Makedonya: Rus tuzaklarını aşabilecek mi?

0

Makedonya Balkanların en kolay alevlenebilir ülkesi. Kriz alanları çoklu dış etkilere açık. İç dinamiklerinin istikrara ulaşabilmesi için, DEMOKRASİ’sini hızla geliştirmek zorunda.

Makedonya için çok önemli riskler; çoklu etnik yapıyı yönetebilmek için demokrasiyi geliştirip geliştiremeyeceği, devlet ve sosyal dokunun Rus ajanlarının provakatif oyunlarına dayanıp dayanamayacağı, Yunanistan’ın politik oyunlarını aşıp, AB ve NATO üyeliğini elde edip edemeyeceği, konularıdır.

Ayrıca bütün bu riskler, ekonomik sıkıntılar altında çözülmek zorundadır.

Makedonya için en önemli risk, etnik yapının bir arada tutulabilmesi meselesidir.

Nüfusun yaklaşık %30’u Makedon değil. 16 yıla yakındır nüfus sayımlarının yapılmaması durumu daha da tartışmalı hale getirmektedir.

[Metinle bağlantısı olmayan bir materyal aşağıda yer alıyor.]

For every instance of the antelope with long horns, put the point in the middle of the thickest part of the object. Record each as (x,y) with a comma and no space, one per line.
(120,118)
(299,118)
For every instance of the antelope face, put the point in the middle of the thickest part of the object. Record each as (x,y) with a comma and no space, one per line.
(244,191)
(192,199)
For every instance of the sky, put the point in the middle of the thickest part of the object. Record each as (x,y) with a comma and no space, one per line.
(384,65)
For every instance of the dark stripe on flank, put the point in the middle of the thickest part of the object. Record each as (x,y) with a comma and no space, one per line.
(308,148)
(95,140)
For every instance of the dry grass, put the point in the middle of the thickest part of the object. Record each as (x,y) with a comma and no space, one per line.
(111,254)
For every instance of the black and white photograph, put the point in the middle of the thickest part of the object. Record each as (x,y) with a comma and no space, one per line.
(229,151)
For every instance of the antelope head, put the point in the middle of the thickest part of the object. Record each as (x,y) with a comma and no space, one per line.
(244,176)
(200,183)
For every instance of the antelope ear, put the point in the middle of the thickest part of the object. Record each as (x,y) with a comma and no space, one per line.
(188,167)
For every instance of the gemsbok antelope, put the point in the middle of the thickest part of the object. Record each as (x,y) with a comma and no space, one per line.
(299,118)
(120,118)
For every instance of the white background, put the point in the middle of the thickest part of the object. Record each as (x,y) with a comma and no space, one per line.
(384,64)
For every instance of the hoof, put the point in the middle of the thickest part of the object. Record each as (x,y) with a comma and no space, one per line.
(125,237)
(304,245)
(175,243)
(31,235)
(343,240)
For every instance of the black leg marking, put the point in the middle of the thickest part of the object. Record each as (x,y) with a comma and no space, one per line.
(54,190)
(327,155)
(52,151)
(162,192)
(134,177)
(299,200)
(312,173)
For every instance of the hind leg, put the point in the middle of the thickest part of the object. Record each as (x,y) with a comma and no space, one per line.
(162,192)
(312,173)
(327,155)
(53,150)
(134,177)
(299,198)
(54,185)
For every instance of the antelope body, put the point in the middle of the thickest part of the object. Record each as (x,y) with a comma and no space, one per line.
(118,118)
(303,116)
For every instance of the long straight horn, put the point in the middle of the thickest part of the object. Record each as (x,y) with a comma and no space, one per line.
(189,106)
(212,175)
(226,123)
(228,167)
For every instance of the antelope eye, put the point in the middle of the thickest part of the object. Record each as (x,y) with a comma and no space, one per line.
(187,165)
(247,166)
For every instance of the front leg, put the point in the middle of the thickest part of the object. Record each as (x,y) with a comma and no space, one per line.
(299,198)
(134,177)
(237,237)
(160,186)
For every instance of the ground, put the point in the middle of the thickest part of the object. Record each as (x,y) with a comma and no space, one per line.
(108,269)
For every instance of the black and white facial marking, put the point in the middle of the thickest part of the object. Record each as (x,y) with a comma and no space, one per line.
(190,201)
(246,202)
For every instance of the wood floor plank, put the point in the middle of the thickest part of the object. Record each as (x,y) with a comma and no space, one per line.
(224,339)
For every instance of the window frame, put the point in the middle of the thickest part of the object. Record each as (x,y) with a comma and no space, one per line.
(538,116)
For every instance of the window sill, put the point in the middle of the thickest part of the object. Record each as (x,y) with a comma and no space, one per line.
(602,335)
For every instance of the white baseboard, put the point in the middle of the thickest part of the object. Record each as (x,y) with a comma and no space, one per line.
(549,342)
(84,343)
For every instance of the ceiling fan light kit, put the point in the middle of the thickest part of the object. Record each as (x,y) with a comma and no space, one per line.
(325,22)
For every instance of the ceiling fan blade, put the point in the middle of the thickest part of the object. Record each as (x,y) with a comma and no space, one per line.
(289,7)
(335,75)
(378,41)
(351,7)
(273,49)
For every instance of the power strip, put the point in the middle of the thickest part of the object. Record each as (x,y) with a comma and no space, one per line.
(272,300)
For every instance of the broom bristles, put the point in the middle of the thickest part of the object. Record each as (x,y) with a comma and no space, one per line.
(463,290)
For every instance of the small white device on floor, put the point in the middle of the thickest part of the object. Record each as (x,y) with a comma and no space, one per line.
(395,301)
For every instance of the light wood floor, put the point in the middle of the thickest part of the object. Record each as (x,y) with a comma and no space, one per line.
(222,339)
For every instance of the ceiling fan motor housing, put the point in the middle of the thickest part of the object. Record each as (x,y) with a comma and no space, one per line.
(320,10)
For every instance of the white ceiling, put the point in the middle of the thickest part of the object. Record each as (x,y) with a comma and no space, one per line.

Rusya yanlısı geçmiş Gruevski hükümetleri, nüfus sayımlarını adeta tabu alanı haline getirmiş ve etnik Makedon baskısına dayalı devlet yönetimini yıllarca uygulamıştır.

2002 sayımlarına göre demografik yapı aşağıdaki gibidir.

Makedon 1,297,981 (65.17%)

Arnavut 506,083 (25.17%)

Türk 77.959 (3,85%)

Roman 53.879 (2,66%)

Sırp 35.939 (1,78%)

Boşnak 17.018 (0,84%)

Diğer 30.593 (1,52 %)

İşte Makedonya bu %30’un Makedonyalı olabilmesini sağlayacak yöntemler konusunda, çelişkili çözüm yollarında gelgitler yaşamaktadır.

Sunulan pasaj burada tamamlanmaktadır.